Je n'aime pas Noël, mais vraiment pas

Chère maman, cher papa, cher frère, chère soeur, moyennement chers belles-soeurs et beaux-frères, tonton lourdingue, tatie grincheuse, chers petits monstres boutonneux, etc.

Rassurez-vous, ce n’est pas moi qui suis avec vous ce soir, je n’ai pas pu. Le vrai moi est resté à South Park, un des seuls endroits sur cette terre où l’hypocrisie, la morale et le familialement correct ont cédé la place aux vrais visages, aux sentiments les plus inavouables. Celle qui est venue est juste une grenade dégoupillée qui risque d’exploser la bûche et les ravis de la crèche. La sainte ambiance de Noël, les retrouvailles familiales, il paraît que ça en comble certains, moi, ça me déclenche. Mais au fond, c’est bon signe : nous sommes simplement une vraie famille, dysfonctionnelle comme les autres. Chaque année, on se prend les pieds dans notre vieux tapis plein de trous.
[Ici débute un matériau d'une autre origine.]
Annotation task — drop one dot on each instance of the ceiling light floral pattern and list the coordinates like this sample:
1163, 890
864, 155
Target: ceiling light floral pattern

D’où mon absente présence. Car jouer le rôle que vous attendez de moi devient de plus en plus difficile à mesure que ma psychanalyse avance. Et comme Noël est le théâtre de tous les règlements de compte, on va se parler franchement. 
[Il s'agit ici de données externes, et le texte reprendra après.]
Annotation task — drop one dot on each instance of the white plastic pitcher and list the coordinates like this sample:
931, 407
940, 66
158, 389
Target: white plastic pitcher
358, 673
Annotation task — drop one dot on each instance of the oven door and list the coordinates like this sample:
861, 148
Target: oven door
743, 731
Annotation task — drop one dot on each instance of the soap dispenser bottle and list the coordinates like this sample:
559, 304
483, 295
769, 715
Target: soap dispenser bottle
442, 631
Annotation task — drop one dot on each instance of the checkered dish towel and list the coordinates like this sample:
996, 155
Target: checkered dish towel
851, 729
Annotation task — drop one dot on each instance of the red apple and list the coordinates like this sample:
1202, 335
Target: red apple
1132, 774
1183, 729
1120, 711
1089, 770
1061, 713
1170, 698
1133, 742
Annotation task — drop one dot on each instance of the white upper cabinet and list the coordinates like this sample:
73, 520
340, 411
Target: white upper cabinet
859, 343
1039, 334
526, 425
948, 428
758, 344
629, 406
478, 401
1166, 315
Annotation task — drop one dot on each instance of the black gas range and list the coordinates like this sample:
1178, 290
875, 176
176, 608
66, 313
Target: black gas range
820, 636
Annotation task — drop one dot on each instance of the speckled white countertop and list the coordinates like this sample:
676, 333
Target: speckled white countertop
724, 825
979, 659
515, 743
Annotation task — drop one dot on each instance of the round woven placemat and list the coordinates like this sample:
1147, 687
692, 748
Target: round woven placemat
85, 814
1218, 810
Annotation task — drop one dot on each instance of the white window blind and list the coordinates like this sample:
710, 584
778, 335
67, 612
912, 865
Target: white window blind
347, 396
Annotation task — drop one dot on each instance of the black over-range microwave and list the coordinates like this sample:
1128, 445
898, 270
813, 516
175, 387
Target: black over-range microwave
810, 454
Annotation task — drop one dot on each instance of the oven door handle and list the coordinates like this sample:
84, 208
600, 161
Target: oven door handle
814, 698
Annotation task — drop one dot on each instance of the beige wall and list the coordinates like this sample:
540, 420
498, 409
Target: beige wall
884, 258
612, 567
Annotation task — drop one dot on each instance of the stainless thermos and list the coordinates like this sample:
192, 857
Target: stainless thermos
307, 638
Toi, maman, qui m’a élevée à : « Ta soeur est vraiment une belle fille. Toi, tu as de la personnalité. » Ecoute-la ce soir : « Maman, tu m’as préparé une assiette de salade sans sauce ? » Et toi, tatie grincheuse, qui engueule tonton lourdingue. Oui, il balance des vannes salaces, et alors ? Au moins, il y en a deux qui se marrent : lui et Lulu, le petit dernier. T’as raison, tonton, descendons cet âpre brouilly qui était dans le guide des vins 2014. Celui à 5,05 la bouteille. Noël, c’est comme beaucoup de mariages, on fait genre. Genre on est trop contents de se voir. Genre on s’entend tellement bien qu’on s’est fait des cadeaux. Cette année, c’est moi qui m’occupais du tien, Lulu. Tu as 7 ans, oui, tu es le petit prince héritier. Je voulais te prendre un Lego Ninjado Destructoïde, un truc qui dézingue. Ta maman devait avoir peur de ma funeste influence, à la place elle t’a acheté une panoplie du petit naturaliste. J’étais chargée du cadeau, alors j’ai remboursé ta mère. Et je t’ai quand même offert mon Destructoïde. Si j’explose la bûche, sûre que tu viendras en renfort, Lulu. T’aime bien la rigolade, toi, et le pâté. Ta mamie te corrige : « Du foie gras, mon chéri. » Les frères et beaux-frères parlent fric et voyage, obéissant à papa qui nous a fait promettre de ne pas parler politique. C’est vrai, l’an dernier, j’avais voulu quitter la table sans oser. Evidemment. Pauvre de toi, mon père, qui ne reconnaissais plus le marché où tu vas faire tes courses le dimanche : il y a plus de burqas que de Français ! Encore une fois, chacun joue son rôle. Jusqu’à l’écoeurement. 

La gueule de bois est l’un des effets secondaires de Noël. Si on boit tant, d’ailleurs, c’est que l’épreuve est rude. L’an prochain, j’arrêterai peut-être d’être l’ado rebelle de la famille. Et toi, maman, tu découvriras peut-être que je suis jolie et que tonton lourdingue est un vrai ambianceur. Peut-être qu’alors on formera une famille d’Epinal. Comme les autres.